There are times when you want to use a service provider like Gmail, WordPress, Firebase, Heroku or OpenShift but you don’t necessarily want to keep advertising their domain name with your business, blog or website.

Converting me@gmail.com to me@MyDomain.com

This one is easy enough, assuming that you know your way around your domain registrar’s configuration.  I usually park things at GoDaddy these days so I’ll use them as an example. Likewise, I’ll assume that you have a free mailbox at Google’s Gmail.

Assumptions:

  • Mailbox: me@gmail.com
  • Domain: MyDomain.com
  • Registrar: GoDaddy

Instructions:

  1. Write down the collection of email entities that you would like to forward to your mailbox
  2. Log into GoDaddy, visit the Manage My Domains page
  3. Choose the Manage Email link associated with your domain
  4. If you haven’t already, setup email forward for your domain
  5. Choose the Create Forward link
  6. Type in the first email entity from step one above, for example, support
  7. When you type the @ symbol you next get to select MyDomain.com
  8. In the next field, enter your mailbox name of me@gmail.com
  9. In the next field, choose the Free email forwarding with domain: MyDomain.com
  10. Click the Create button
  11. Repeat for each of the entities you’d like to be:  support@MyDomain.com, info@MyDomain.com, MyName@MyDomain.com, etc

It’s best at this point to wait a couple of minutes and then send a test email out to one of these entities to see if it arrives into your mailbox.  Once you’ve verified that it works you may begin to use it confidently.

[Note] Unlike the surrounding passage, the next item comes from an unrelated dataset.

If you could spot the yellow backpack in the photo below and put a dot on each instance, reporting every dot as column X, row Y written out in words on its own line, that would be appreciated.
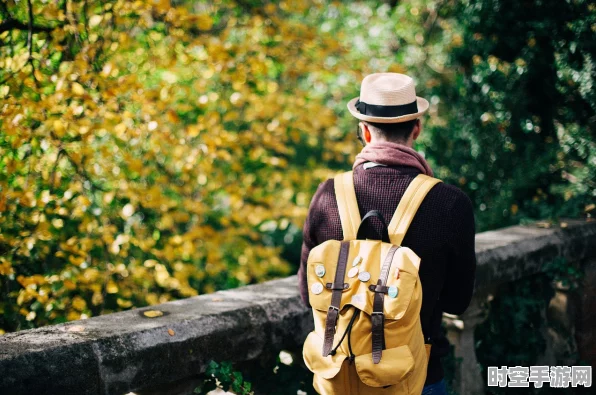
column 366, row 297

I routinely create multiple mailboxes for notification apps so that they can have their own email queue.  Again, email forwarding hides the Gmail mailbox name.

Converting wordpress.com/Me to blog.MyDomain.com

Again, this is easy enough using a feature called forwarding with masking.

Assumptions:

  • Blog: wordpress.com/me
  • Domain: MyDomain.com
  • Registrar: GoDaddy

Instructions:

  1. Log into GoDaddy, visit the Manage My Domains page
  2. Choose the gear icon associated with your domain and then choose thee Manage DNS link
  3. Choose the Settings tab
  4. Under Forward -> Subdomain choose the Manage link
  5. Click the Add Subdomain Forwarding button
  6. Enter blog as the subdomain
  7. Select http as the protocol
  8. Enter wordpress.com/me in the next field
  9. Select 301 as the Redirect Type
  10. Under forward settings choose Forward with Masking
  11. Click the Add button

Give it a couple of minutes before giving this a try to see if it works.

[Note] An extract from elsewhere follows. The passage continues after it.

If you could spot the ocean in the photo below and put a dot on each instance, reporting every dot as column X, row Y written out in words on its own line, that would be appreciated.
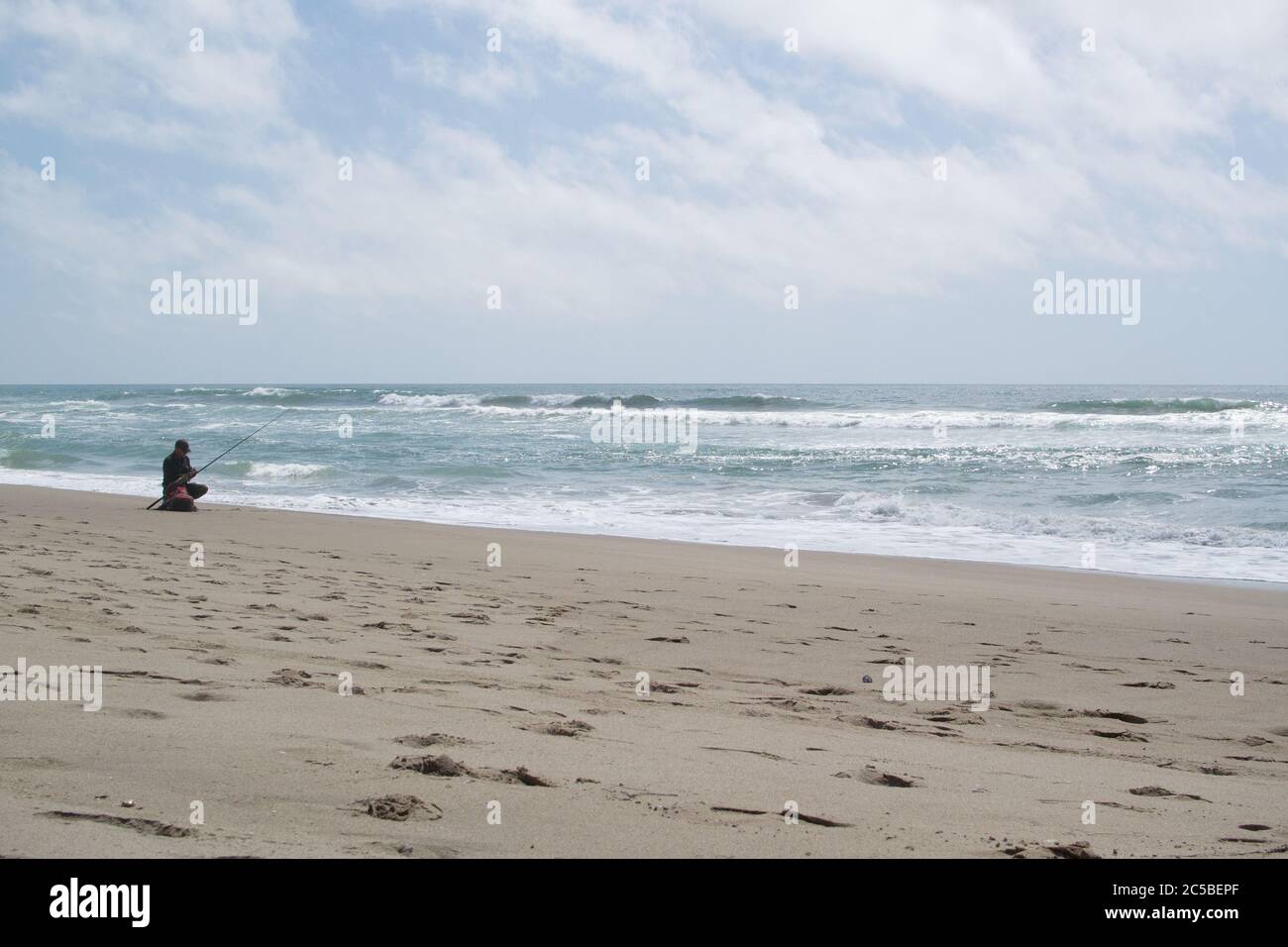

The same technique works for your website.  For example, I’m hosting a website at Firebase.com, another at Heroku, yet another at OpenShift.com, etc.  Each of these hosting providers would probably love it if I allowed the world to see their domain name in the URL.  But I’d rather not since that’s free advertising to them.  Don’t these examples look better?

happy-pretty-8464.firebase.com -> MyDomain.com

myphpapp-mydomain.rhcloud.com -> MyCoolApp.MyDomain.com

myappmydomain.herokuapp.com -> MyApp.MyDomain.com

Honestly, domain names cost you year after year.  You might as well take advantage of the many free services which are included with your domain registration.